Having been a student of Achimota School at the time, Nana Konadu wrote in her book, It Takes A Woman, that among the things that shocked her, was the burning of books and literature.
She explained how, even more puzzling, was the fact that the highest-ranking diplomat from the United States Embassy, was also present at their school to ensure that the exercise of erasing all traces of Kwame Nkrumah, were done.
She also recalled how her Russian teachers were immediately whisked away from the school, during which time the National Liberation Council (NLC) team combed the school to pull down all photos of Nkrumah in the school.
“At the beginning of the coup, the NLC spoke of ‘democracy,’ yet the wave of books burning became symptomatic of just the opposite – a harsh and oppressive regime seeking to censor or silence a critical part of our nation’s history. This was perhaps an inherent flaw in the NLC agenda – their direct attempt to erase Nkrumah’s legacy from Ghana’s history.

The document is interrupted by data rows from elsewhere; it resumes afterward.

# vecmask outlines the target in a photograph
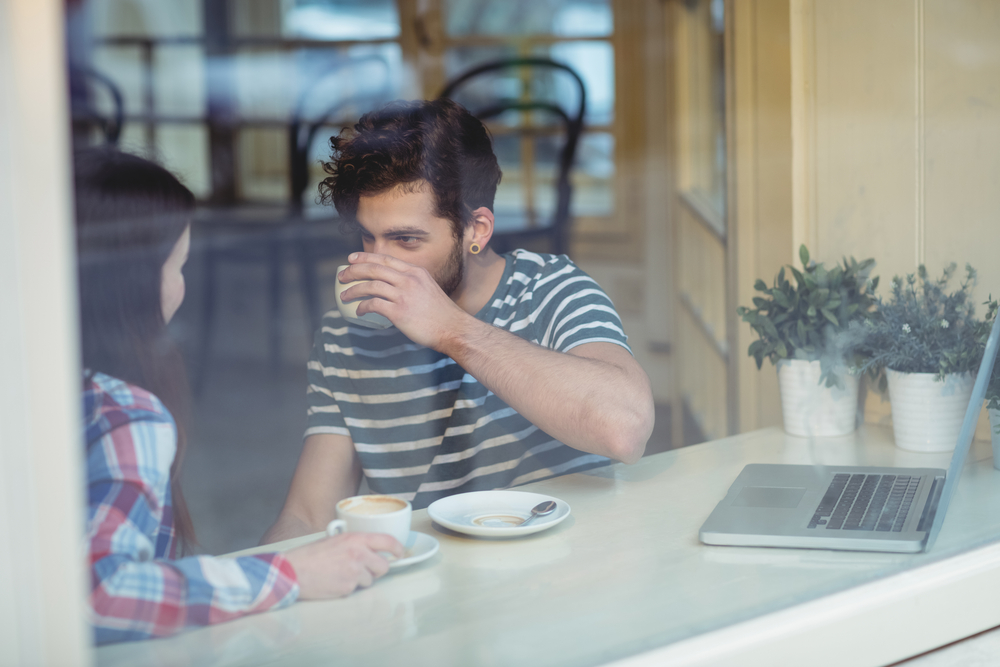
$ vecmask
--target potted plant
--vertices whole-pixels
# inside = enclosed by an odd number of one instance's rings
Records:
[[[869,278],[875,260],[843,260],[827,269],[799,248],[802,270],[785,267],[771,287],[758,280],[761,296],[737,313],[758,339],[748,354],[760,368],[770,359],[778,370],[785,431],[801,436],[852,432],[857,423],[858,377],[849,370],[854,346],[848,329],[868,316],[878,278]]]
[[[878,299],[865,324],[862,368],[881,373],[883,389],[888,381],[893,436],[902,449],[954,449],[972,396],[982,358],[982,323],[971,301],[976,271],[966,264],[965,279],[949,292],[955,268],[937,280],[923,265],[905,280],[893,278],[889,299]]]

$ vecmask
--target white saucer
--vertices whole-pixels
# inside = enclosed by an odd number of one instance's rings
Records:
[[[531,508],[554,500],[556,511],[540,516],[527,526]],[[569,516],[569,505],[558,498],[527,491],[473,491],[435,500],[427,508],[431,519],[445,528],[482,537],[515,537],[546,530]]]
[[[406,538],[406,544],[403,545],[406,549],[406,555],[397,560],[389,561],[389,569],[395,570],[399,567],[425,561],[437,553],[438,546],[438,541],[430,535],[411,530]]]

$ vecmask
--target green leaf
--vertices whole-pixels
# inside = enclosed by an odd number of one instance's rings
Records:
[[[809,295],[810,306],[820,307],[825,305],[826,302],[829,300],[830,300],[830,290],[828,290],[825,287],[820,288]]]

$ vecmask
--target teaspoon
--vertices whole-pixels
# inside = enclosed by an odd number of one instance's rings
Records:
[[[537,505],[531,508],[531,516],[529,516],[527,519],[521,522],[518,526],[520,527],[525,525],[529,521],[533,521],[535,517],[545,516],[546,514],[552,514],[553,512],[556,511],[556,507],[558,507],[558,505],[556,505],[556,501],[554,500],[546,500],[544,502],[538,503]]]

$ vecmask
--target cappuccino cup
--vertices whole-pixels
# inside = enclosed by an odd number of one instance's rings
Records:
[[[337,503],[337,518],[327,525],[326,533],[386,533],[405,545],[412,513],[409,502],[392,496],[344,498]]]
[[[387,327],[391,327],[392,322],[378,313],[364,313],[363,315],[358,315],[358,305],[362,301],[367,301],[367,299],[355,299],[353,301],[345,302],[340,298],[341,293],[351,285],[369,282],[367,280],[355,280],[350,283],[340,282],[340,272],[349,266],[350,264],[344,264],[337,267],[337,310],[339,310],[340,314],[344,316],[344,319],[351,324],[358,324],[372,329],[385,329]]]

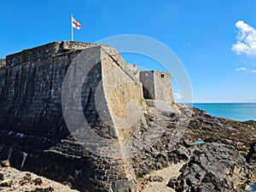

“Adding to our anxieties at Achimota, a number of Russian teachers were rounded up and presumably shipped away to their home countries. I remember feeling frightened and uneasy at the time of such drastic change in our country. Suddenly, we were all following orders to burn any books, pictures, literature or artifacts that bore Nkrumah’s name, image or ideology. From one dormitory to the next, we took down Nkrumah’s pictures. If we wanted to keep any, we did so at our own risk.
“What I found most disturbing, however, was the sight of the newly-appointed United States Ambassador on Achimota School grounds to supervise our books burning exercise. Many of the students, even in our naivete about politics and political wrangling, could not fathom the sight of an ambassador from the United States, a country which boasted its love for freedom of speech and one that diligently preserved its own history, helped turn ours into ashes. The imagery was stunning, and we struggled to piece together why anyone from the United States would openly oversee the destruction of our written history, irrespective of the current tide of government,” she wrote.
Nana Konadu Agyeman-Rawlings further described how she felt, from the little she knew, that the people who orchestrated the overthrow of Kwame Nkrumah’s government, were from within his direct circle.
She, for instance, explained that the new American ambassador, was a one-time classmate of Nkrumah, and to have seen him there, overseeing the destruction of things the man had built, was only a testament of the fact that there had been some betrayal.
“From the little I know of the men around Nkrumah, I immediately felt a deep sense of betrayal for him, and imagine he would too. The new ambassador was an African-American who coincidentally had been a former classmate of Nkrumah at Lincoln University. His present at Achimota felt like an unwelcome visitor sitting in on a family quarrel. It unnerved me to see him at our school at such an unstable moment in our country’s history. His supervising the burning of our own literary works and anything even remotely associated, but many of which have no relation to Nkrumah, felt repulsive,” she added.